Connect to data in a Clean Room

Fredrik Göransson
10 min readDec 5, 2024

--

Privacy preserving collaboration with data in protected environments. Collaborate securely with anyone, cross-cloud, cross-region — here are the options that makes the collaboration so much easier to manage, regardless or where you or the data is.

Publishers and Consumers collaborating in a Clean Room (Imagined by AI if Clean Rooms were a tangible thing and collaboration parties were sitting in the same physical room)
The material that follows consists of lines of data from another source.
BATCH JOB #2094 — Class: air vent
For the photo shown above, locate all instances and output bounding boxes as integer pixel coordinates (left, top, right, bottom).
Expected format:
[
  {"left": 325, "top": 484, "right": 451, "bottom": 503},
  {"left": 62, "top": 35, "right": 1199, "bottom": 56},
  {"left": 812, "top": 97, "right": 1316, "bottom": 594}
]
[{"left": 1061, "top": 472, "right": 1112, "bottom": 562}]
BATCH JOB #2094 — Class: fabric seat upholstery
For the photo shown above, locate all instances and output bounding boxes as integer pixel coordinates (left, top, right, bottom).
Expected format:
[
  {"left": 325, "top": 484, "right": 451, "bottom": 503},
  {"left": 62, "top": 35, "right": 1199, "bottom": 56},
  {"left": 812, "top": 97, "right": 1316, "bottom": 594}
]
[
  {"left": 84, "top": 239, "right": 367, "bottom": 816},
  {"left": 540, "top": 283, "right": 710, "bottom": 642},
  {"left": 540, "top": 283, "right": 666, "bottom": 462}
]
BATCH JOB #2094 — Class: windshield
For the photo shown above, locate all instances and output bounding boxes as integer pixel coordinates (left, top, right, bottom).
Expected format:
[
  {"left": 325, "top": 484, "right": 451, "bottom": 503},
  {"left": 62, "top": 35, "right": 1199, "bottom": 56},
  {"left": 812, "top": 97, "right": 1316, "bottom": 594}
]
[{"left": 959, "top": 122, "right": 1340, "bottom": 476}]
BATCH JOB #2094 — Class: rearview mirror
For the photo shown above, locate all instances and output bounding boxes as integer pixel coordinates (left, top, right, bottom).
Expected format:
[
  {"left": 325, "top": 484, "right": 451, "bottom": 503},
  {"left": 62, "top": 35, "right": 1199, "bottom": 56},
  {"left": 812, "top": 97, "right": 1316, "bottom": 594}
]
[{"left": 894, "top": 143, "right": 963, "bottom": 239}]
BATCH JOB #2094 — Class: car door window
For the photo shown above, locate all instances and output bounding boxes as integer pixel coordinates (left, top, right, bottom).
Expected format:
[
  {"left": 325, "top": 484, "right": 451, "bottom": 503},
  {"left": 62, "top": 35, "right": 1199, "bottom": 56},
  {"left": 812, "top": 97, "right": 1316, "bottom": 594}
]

Data Clean Rooms have become an essential part of collaboration strategies that help organizations to drive joint insights and analysis, even in scenarios where it is essential that first party data is protected throughout the exchange. By combining strong data governance features natively on the platform, Snowflake Data Clean Rooms allows organizations to stand up secure environments for collaboration without any need to move data, without the need to create separate protected environments (a.k.a. The Switzerlands of data) or to force collaborators to move data into closed environments (the walled gardens). Each party in a collaboration (and there can be multiple parties involved, both as providers and as consumers of data) have explicit control over their data, how it is accessed, how it is secured and how it can be utilized in a specific clean room. This gives each party flexibility, as well as virtually unlimited ability to collaborate — simply by being on Snowflake they already have all the requirements for standing up and operating clean rooms. This lowered barrier to entry essentially means that clean rooms are no longer costly, complicated or time consuming processes for organizations. You can realize use cases, with less friction, with less effort essentially.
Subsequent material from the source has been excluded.